Fierté ancestrale vs legs raciste
Il l'a fait sans hésitation, tuant de sang-froid, exécutant ainsi sa mission « sacrée » et endeuillant sa région, où le drapeau américain a été mis en berne alors que le drapeau des confédérés flotte toujours bien haut au-dessus du Parlement local situé à Columbia, capitale de la Caroline du Sud. Ce symbole de la lutte contre l'abolition de l'esclavage ne baissera la garde que par une décision des élus locaux qui n'ont pas encore bougé leur petit doigt. Ce sujet divise les leaders des deux partis. Plusieurs républicains, dont des candidats à la prochaine présidentielle (Mike Huckabee et Rick Santorum), ont évité de prendre position, alors que Jeb Bush avait déjà résolu ce problème en enlevant du siège gouvernemental de la Floride ce drapeau en 2001, lorsqu'il était le gouverneur de cet État. Hillary Clinton n'a pas abordé ce sujet de front, mais a invité, avec force, les Américains à discuter des divisions raciales.
Le week-end dernier, un grand rassemblement antidrapeau à eu lieu à Columbia, sachant qu'en Caroline du Sud, la politique du drapeau est bien complexe. En novembre dernier, les sondages étaient les suivants : 73 % des Blancs voulaient le garder et 61 % des Noirs voulaient l'ôter. Les premiers allèguent que c'est l'héritage de leurs « fiers » ancêtres qui ont combattu pour l'indépendance de leur État. Pour les seconds, cet héritage est haineux et raciste.

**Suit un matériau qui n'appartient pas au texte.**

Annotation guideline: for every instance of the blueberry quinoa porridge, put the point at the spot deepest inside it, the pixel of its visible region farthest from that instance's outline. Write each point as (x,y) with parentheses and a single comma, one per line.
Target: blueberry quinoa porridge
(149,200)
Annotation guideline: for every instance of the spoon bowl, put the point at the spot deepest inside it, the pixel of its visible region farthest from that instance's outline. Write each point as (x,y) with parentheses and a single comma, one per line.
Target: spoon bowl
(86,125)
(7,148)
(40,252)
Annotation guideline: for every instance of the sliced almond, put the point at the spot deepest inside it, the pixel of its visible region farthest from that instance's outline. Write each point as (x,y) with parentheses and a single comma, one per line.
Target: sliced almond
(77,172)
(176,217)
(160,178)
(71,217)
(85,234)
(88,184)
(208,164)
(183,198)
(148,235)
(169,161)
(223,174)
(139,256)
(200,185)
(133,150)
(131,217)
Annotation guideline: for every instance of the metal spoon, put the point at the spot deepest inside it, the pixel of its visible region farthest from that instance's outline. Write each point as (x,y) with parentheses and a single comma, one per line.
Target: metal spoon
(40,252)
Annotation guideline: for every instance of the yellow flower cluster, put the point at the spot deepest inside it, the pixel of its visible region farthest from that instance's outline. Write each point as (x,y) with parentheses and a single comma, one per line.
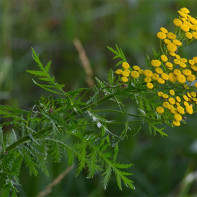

« From sea to shining sea »
D'autre part, des activistes viennent de lancer un appel sur Facebook pour que le 27 juin soit « le jour où l'on brûlera le drapeau confédéré ». Il y est dit : « La guerre civile est terminée et le drapeau des confédérés flotte toujours. Heureusement, le premier amendement de la Constitution nous donne la liberté d'expression. Nous allons l'exercer en brûlant le drapeau de l'esclavage "from sea to shining sea" (tiré de l'hymne patriotique America the Beautiful). »
Avant-hier, dans une interview podcast avec le comédien Marc Maron, le président Barack Obama jauge ainsi les actuelles tensions : « Le legs des lois discriminatoires, appliquées dans toutes les institutions, jette encore son ombre sur nous et fait partie de nos gènes. En clair, nous ne sommes pas encore guéris du racisme. Ce n'est pas seulement pour être poli qu'on ne dit pas Nègre en public. Ce n'est pas ainsi que l'on mesure l'existence ou pas du racisme. Les sociétés ne peuvent pas, du jour au lendemain, effacer tout ce qui s'est passé 200 ou 300 ans auparavant. »

Le cas Earl Holt III
Pour preuve, il y a deux décennies, la statue d'un soldat confédéré qui était placée dans une grande artère de la ville d'Alexandria (à 20 minutes de Washington) avait créé une grande discorde entre les habitants, les uns la voulant, les autres pas. Un matin, elle avait disparu. On n'a jamais su qui avait joué les Salomon pour rendre la paix à cette pittoresque ville.
En attendant, c'est demain vendredi que le président Barack Obama se rendra à Charleston pour participer aux obsèques du pasteur, Clementa Pickney, tué dans sa propre église et pour faire son éloge funèbre. Il sera accompagné de son vice-président Joe Biden (tous deux sont des amis du pasteur) et de la Première dame, Michelle Obama.
À noter qu'est venue se greffer à cette tragédie la révélation qu'un leader suprématiste, Earl Holt III (dont le jeune tueur se serait inspiré), avait offert des milliers de dollars pour soutenir la campagne présidentielle du Parti républicain. Ce qui a poussé trois des candidats se présentant sous cette bannière à restituer la partie de leur budget provenant de cette source, dont ils affirment n'avoir pas connu l'identité. Il s'agit de Ted Cruz, Rick Santorum et Rand Paul.
Tout cela a nettement augmenté l'inquiétude de beaucoup de voir la trame du tissu social américain commencer à s'élimer.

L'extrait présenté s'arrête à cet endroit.